Herbs are widely utilized in the Western Ghats region of India to treat liver diseases and viral-like infections. However, such practices lack scientific evidence at the molecular level and may often pose adverse drug reactions. This study intends to identify phytocompounds with druggability and non-toxic profiles with potential activity against hepatitis B virus-induced hepatocellular carcinoma. The details of phytocompounds in traditionally utilized herbs in the Western Ghats region were collated from chemical databases and publications. The druggability and toxicity of these compounds were predicted using MolSoft and ADVERpred, respectively. The probable targets of these phytocompounds were predicted using BindingDB. Moreover, compound-gene set pathways, cellular processes, and functional enrichment analyses were also performed using STRING and KEGG pathway databases. Subsequently, herb–compound–target–disease pathway networks were constructed using Cytoscape. The potential hub protein was virtually screened against the ligand dataset using the POAP pipeline. Finally, molecular dynamics (MD) simulations of the most potential protein–ligand complexes were performed in triplicate using Schrödinger Desmond.
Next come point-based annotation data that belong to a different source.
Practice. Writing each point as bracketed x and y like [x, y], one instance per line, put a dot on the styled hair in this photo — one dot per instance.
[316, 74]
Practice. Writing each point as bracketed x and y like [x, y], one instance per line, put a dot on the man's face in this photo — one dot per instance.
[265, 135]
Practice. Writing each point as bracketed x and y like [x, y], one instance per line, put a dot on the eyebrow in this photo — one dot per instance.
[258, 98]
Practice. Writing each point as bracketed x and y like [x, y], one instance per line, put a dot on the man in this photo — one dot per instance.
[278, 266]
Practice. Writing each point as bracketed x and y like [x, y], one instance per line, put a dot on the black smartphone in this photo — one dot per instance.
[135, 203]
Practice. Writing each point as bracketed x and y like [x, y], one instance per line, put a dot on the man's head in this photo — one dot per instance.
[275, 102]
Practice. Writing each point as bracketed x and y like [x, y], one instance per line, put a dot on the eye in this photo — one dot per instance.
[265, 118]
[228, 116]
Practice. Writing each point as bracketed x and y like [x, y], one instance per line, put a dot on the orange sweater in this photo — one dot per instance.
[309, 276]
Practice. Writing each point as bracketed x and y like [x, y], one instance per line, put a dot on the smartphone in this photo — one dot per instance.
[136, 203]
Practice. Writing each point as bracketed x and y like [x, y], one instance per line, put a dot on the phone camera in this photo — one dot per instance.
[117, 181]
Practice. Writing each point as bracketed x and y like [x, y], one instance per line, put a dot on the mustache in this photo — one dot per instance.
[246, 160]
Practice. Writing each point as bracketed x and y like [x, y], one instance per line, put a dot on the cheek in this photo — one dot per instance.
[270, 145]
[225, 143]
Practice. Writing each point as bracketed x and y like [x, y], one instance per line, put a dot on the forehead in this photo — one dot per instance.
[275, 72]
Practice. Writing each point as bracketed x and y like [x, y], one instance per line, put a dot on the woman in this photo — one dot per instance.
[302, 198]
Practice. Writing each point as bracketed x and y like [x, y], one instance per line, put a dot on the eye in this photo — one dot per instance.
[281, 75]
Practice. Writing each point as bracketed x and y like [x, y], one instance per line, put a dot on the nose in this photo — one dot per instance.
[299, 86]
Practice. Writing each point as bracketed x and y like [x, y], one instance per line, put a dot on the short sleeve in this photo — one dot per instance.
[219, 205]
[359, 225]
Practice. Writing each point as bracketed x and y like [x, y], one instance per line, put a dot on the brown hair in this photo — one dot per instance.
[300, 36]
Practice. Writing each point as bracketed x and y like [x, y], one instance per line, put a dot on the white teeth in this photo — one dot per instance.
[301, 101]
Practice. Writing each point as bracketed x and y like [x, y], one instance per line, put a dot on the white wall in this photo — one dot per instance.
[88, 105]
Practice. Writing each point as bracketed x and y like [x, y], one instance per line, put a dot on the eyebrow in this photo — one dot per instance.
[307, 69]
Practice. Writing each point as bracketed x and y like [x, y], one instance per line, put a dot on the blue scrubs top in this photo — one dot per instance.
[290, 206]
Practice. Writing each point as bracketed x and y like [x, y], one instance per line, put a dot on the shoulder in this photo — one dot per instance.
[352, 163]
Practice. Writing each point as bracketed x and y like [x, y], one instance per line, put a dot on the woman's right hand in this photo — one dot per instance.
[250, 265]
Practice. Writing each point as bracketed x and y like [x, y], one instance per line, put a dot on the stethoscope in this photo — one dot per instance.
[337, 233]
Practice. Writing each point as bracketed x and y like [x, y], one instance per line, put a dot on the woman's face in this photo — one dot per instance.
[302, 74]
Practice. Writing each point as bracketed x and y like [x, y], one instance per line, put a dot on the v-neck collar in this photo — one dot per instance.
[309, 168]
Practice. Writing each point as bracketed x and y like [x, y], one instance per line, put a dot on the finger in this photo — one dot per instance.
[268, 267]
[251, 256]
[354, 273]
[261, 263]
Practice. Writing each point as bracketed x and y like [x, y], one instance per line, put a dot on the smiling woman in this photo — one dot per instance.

Amongst 274 compounds from 16 herbs studied, 36 showed drug-likeness with nontoxic properties and were also predicted to modulate 16 potential targets involved in the pathogenesis of HBV-induced HCC. Among all the molecules screened, flavonoids and diterpenoids from Andrographis paniculata and Thespesia populnea scored the highest edge count via modulating multiple targets and pathways. Moreover, molecular docking and MD simulation (100ns) also inferred that the top-ranking Andrographin and Gossypetin exhibit stable intermolecular interactions with EGFR protein, which was identified as a highly connected hub protein in the constructed network. All these findings are suggestive of identified moieties as potential therapeutics for targeting HBV-associated HCC sans adverse drug reactions.